We are constantly making meaning. I know every time I go for a hike at Bennington or around Mill Creek or drive in the Palouse, I feel that. I see birds of prey, hawks and kites and osprey, and immediately think of Bryan. He and I would point them out on road trips and get a thrill seeing them sail over fields or edges of roads. Every one I see reminds me of him. Do I think Bryan’s soul or spirit is suddenly in the body of a hawk? No. I can’t prove it’s not, but I don’t think things work like that. What I do know is that I imagine Bryan soaring whether it’s down a mountain with skis on, in a sailboat in quick wind, or on a bicycle coasting really fast downhill. He used his body to feel the wind, the snow, the elements in all their forms. He thrilled at the speed and elegance of such movement, much like the grace and form of a hawk.

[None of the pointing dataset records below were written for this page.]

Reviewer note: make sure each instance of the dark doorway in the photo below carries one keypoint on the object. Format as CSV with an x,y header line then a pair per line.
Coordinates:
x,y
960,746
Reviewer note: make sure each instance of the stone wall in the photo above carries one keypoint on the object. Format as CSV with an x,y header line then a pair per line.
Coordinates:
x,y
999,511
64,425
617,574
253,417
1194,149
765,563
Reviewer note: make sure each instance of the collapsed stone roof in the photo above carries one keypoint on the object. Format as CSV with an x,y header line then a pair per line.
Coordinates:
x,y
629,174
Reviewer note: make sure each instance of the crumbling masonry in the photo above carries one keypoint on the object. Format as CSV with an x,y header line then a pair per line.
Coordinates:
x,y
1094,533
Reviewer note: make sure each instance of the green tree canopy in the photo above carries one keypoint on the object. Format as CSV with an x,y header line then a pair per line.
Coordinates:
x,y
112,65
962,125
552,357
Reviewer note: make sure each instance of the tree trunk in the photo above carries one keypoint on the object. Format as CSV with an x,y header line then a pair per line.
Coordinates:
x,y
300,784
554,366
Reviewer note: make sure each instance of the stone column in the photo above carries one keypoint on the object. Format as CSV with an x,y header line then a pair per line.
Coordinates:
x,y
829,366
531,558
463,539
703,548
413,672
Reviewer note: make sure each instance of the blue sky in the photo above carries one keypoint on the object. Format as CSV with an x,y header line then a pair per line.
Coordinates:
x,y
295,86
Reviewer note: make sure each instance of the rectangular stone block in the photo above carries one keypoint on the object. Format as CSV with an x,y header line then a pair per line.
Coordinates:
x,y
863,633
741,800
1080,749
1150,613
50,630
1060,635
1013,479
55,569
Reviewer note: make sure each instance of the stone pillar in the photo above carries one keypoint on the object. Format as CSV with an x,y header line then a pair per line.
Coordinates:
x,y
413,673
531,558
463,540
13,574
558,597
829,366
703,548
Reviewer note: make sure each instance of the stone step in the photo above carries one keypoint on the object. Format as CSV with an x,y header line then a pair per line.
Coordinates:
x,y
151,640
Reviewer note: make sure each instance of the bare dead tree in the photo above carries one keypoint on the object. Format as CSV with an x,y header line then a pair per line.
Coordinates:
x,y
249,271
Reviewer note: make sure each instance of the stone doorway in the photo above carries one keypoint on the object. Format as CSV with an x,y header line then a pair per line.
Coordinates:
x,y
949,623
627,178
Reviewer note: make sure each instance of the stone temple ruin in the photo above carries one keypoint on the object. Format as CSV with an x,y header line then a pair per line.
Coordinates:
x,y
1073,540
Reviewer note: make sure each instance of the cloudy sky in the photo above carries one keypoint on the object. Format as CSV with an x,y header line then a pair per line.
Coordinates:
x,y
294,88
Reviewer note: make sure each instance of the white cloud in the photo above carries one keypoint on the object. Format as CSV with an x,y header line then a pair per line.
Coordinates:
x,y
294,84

Symbols have power and meaning when they change our thinking or feeling. I don’t think crystals and gemstones heal us. I don’t think animals are reincarnations of our loved ones who have passed. I don’t think things have inherent powers. What I think does, however, is our minds and our thinking. Our thinking has power because it changes us. Like words by themselves don’t tell a story until they are connected together in the form of reading or listening, the same is true for these symbols around us.

Tip jar: https://venmo.com/u/Rebecca-Lubbers-1

Permission

I like the visual of a log jam in a river to describe how grief can feel sometimes. I’ve talked about feeling frozen about certain tasks and chores. And then the movement of one or two stubborn trees, a log changing angle, a tiny shift can equate to major change and things begin to flow again. The inside of my home is starting to take on some changes. These changes have been tangible, visible, physical, beautiful. They’re also internal.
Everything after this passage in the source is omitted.